The field trip schedule includes visits to Talladega Super Speedway, Birmingham Barons baseball offices and University of Alabama football facilities and Paul Bryant Museum. Guest speakers include marketing directors and executives representing a variety of sports-related enterprises.
About 90 percent of the class members are athletes, with almost equal distribution between business and exercise science majors, says White, a marketing professor who once coached a Union University men’s soccer team to a national championship.
A major class project involves creating a promotional campaign to increase attendance at three Samford home basketball games by 20 percent over usual attendance in January, when most Samford students are still at home awaiting spring semester classes.
The letterpress class members are creating cards, posters and books using the centuries-old method taught by graphic design faculty member Dr. Scott Fisk.
There is a renewed interest by graphic designers in the process, says Fisk. “Due to its tactile and hand printed quality, many artists are revisiting and utilizing letter press printmaking,” he said, adding that each print produced by letterpress printing varies slightly, making each design and print unique and special.
“Most designers feel that too much time is spent creating behind a computer screen,” says Fisk, who travels the state to speak about the art through a National Endowment of Humanities grant.
“Letterpress printing is a great way to be creative and design in a more traditional way.”
A class of University Fellows meets three times a week for roundtable discussions on local, national and international issues.
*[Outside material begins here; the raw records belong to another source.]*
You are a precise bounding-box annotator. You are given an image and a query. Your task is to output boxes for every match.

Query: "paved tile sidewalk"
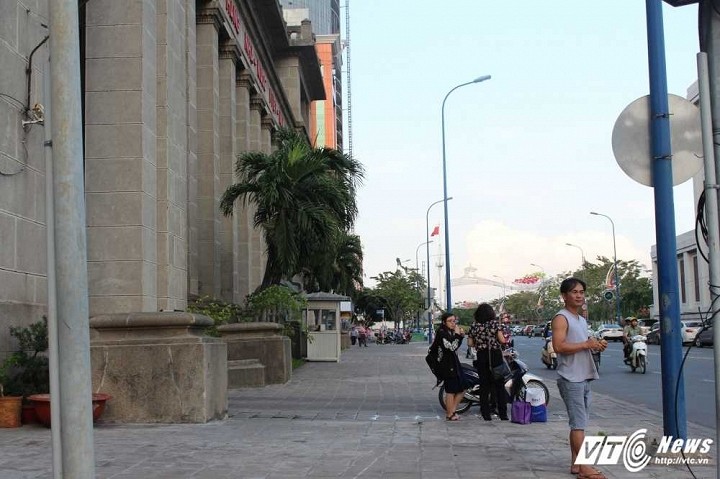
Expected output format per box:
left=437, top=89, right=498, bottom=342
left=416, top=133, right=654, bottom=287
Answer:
left=0, top=341, right=715, bottom=478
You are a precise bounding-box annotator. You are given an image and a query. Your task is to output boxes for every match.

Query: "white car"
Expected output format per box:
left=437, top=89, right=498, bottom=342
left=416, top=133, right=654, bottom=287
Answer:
left=681, top=320, right=703, bottom=344
left=597, top=323, right=624, bottom=341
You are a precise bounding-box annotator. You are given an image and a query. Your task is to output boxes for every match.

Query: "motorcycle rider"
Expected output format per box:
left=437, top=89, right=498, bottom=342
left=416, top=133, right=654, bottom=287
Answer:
left=622, top=317, right=641, bottom=363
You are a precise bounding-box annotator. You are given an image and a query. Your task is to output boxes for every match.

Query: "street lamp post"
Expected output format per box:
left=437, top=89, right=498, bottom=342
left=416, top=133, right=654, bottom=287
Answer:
left=426, top=197, right=452, bottom=343
left=530, top=263, right=546, bottom=320
left=492, top=275, right=506, bottom=307
left=415, top=240, right=432, bottom=331
left=591, top=211, right=622, bottom=323
left=565, top=242, right=586, bottom=273
left=441, top=75, right=491, bottom=312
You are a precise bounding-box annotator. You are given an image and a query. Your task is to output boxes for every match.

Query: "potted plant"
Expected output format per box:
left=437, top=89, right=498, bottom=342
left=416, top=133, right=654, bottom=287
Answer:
left=0, top=371, right=22, bottom=428
left=1, top=317, right=111, bottom=427
left=0, top=318, right=50, bottom=425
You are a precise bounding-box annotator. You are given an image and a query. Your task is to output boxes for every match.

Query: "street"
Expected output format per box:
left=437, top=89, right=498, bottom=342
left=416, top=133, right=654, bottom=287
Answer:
left=509, top=335, right=716, bottom=427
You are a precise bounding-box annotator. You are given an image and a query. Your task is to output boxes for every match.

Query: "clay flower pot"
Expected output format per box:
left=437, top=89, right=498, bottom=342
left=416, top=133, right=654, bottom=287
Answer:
left=0, top=395, right=22, bottom=428
left=28, top=393, right=112, bottom=428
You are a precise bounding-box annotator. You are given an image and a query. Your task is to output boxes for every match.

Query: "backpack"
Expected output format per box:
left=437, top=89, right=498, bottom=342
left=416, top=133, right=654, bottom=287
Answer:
left=425, top=347, right=443, bottom=387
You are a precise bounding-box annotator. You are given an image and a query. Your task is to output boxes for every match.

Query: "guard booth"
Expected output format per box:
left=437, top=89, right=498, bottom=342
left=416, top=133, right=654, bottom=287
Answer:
left=304, top=292, right=351, bottom=362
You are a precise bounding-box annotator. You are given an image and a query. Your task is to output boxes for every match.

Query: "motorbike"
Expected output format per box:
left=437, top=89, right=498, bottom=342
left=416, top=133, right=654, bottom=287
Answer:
left=438, top=349, right=550, bottom=415
left=625, top=334, right=647, bottom=374
left=540, top=337, right=557, bottom=370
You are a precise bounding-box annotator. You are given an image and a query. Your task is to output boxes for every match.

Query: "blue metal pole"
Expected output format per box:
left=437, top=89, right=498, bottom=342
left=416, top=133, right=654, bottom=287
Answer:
left=646, top=0, right=686, bottom=439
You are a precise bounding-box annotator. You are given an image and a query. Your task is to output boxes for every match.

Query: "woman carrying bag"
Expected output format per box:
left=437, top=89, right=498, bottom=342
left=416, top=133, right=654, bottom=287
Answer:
left=428, top=312, right=465, bottom=421
left=467, top=303, right=509, bottom=421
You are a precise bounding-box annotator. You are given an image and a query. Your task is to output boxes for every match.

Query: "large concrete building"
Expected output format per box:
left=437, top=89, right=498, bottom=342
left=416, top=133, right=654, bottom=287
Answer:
left=0, top=0, right=325, bottom=356
left=280, top=0, right=343, bottom=150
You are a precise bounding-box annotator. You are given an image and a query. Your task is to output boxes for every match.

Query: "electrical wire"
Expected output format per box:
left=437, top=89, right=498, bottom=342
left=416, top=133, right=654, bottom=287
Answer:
left=672, top=297, right=720, bottom=479
left=695, top=190, right=709, bottom=263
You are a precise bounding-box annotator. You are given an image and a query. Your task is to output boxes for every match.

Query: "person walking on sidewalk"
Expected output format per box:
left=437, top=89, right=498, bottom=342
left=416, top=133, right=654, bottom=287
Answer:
left=467, top=303, right=508, bottom=421
left=350, top=326, right=358, bottom=346
left=551, top=277, right=607, bottom=479
left=428, top=312, right=465, bottom=421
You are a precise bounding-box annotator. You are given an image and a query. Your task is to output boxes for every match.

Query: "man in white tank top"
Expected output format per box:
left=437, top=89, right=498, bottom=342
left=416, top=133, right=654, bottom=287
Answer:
left=551, top=277, right=608, bottom=479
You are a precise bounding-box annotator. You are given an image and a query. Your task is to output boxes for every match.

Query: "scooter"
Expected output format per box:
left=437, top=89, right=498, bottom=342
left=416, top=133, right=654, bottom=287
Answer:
left=625, top=334, right=647, bottom=374
left=438, top=349, right=549, bottom=415
left=540, top=337, right=557, bottom=370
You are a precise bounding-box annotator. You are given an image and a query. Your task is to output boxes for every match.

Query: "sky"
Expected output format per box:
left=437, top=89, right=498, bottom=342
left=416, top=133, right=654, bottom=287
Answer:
left=345, top=1, right=702, bottom=306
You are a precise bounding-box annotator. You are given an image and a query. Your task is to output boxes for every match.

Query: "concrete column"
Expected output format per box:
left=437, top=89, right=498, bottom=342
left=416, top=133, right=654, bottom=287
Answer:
left=185, top=0, right=199, bottom=297
left=84, top=0, right=158, bottom=314
left=156, top=0, right=189, bottom=312
left=234, top=74, right=253, bottom=301
left=248, top=98, right=264, bottom=291
left=195, top=14, right=221, bottom=298
left=258, top=117, right=274, bottom=285
left=218, top=45, right=237, bottom=303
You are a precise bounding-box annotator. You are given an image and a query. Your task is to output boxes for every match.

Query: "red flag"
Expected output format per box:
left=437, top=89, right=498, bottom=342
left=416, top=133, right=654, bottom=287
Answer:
left=430, top=225, right=440, bottom=237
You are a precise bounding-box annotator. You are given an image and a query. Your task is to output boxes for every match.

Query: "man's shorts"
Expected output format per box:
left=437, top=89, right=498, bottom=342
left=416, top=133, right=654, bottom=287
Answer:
left=557, top=377, right=591, bottom=430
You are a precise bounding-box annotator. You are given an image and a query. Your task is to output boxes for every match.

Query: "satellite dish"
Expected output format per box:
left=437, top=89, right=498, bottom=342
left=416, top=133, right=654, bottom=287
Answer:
left=611, top=94, right=702, bottom=187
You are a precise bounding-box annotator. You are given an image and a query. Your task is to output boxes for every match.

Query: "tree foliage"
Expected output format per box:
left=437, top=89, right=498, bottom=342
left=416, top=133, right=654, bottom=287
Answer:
left=220, top=128, right=364, bottom=295
left=366, top=269, right=424, bottom=328
left=497, top=257, right=653, bottom=327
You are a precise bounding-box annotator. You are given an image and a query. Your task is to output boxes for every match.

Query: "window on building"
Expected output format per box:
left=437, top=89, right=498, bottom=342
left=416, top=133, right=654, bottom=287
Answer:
left=692, top=254, right=700, bottom=302
left=304, top=308, right=337, bottom=332
left=678, top=255, right=686, bottom=303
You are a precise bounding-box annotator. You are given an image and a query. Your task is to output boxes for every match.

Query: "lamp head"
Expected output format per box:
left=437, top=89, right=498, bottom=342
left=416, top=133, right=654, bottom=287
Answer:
left=473, top=75, right=491, bottom=83
left=590, top=211, right=599, bottom=216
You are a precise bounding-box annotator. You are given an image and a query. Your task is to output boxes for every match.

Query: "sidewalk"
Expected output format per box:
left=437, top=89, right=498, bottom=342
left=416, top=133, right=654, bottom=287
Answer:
left=0, top=341, right=715, bottom=478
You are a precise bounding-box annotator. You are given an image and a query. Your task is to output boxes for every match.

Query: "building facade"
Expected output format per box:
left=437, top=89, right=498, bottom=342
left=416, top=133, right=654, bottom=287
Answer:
left=280, top=0, right=343, bottom=150
left=0, top=0, right=325, bottom=355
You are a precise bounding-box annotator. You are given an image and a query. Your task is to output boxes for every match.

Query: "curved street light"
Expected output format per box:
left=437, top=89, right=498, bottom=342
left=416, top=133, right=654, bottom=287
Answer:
left=565, top=242, right=586, bottom=266
left=441, top=75, right=491, bottom=312
left=426, top=197, right=452, bottom=343
left=590, top=211, right=621, bottom=323
left=492, top=275, right=506, bottom=306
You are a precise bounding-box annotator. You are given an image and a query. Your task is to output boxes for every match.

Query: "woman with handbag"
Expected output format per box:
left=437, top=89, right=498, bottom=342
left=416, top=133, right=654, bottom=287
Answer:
left=428, top=312, right=465, bottom=421
left=467, top=303, right=509, bottom=421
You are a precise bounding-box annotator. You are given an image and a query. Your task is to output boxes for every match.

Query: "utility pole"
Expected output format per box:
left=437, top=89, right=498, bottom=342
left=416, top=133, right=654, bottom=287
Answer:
left=49, top=1, right=96, bottom=476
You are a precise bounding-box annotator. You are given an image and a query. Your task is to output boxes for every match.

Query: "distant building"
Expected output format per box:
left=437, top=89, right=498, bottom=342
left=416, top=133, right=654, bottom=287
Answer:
left=280, top=0, right=343, bottom=150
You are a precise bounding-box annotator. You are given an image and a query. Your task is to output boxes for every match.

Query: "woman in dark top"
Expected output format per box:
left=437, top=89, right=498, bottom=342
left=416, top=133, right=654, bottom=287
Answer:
left=428, top=312, right=465, bottom=421
left=467, top=303, right=508, bottom=421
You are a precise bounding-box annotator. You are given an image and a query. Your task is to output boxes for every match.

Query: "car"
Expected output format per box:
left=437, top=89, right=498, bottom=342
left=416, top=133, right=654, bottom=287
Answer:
left=638, top=319, right=658, bottom=336
left=681, top=320, right=703, bottom=344
left=597, top=323, right=623, bottom=341
left=531, top=324, right=545, bottom=337
left=646, top=322, right=661, bottom=345
left=695, top=325, right=713, bottom=347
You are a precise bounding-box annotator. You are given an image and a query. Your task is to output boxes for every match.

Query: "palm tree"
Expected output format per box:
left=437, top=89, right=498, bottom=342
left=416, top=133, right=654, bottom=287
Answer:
left=220, top=128, right=364, bottom=291
left=304, top=231, right=363, bottom=297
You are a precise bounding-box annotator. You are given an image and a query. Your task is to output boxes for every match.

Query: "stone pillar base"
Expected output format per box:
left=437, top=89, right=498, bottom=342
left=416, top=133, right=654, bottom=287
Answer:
left=218, top=322, right=291, bottom=387
left=90, top=312, right=227, bottom=423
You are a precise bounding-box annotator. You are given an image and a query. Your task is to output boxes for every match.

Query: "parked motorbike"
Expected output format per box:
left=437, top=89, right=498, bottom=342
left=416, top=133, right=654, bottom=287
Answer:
left=540, top=337, right=557, bottom=369
left=438, top=349, right=549, bottom=415
left=625, top=334, right=647, bottom=374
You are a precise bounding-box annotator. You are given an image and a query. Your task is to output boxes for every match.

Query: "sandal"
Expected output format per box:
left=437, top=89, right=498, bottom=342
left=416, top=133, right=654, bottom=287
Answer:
left=445, top=414, right=460, bottom=421
left=577, top=469, right=606, bottom=479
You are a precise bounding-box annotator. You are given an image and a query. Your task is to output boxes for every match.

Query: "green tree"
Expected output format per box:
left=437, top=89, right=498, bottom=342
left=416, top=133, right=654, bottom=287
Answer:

Led by University Fellows program director Dr. Chris Metress, topics include the Civil Rights Movement in Birmingham, the Alabama Constitution, and the Manhattan Declaration document that identifies pressing concerns facing Christians today. The final discussion theme on January 20 is “Whither Burma (Myanmar) in 2010?: From Bullets to Ballots.”
While most January Term courses are based on campus, many Samford students are exploring the world in a variety of international travel study opportunities this month.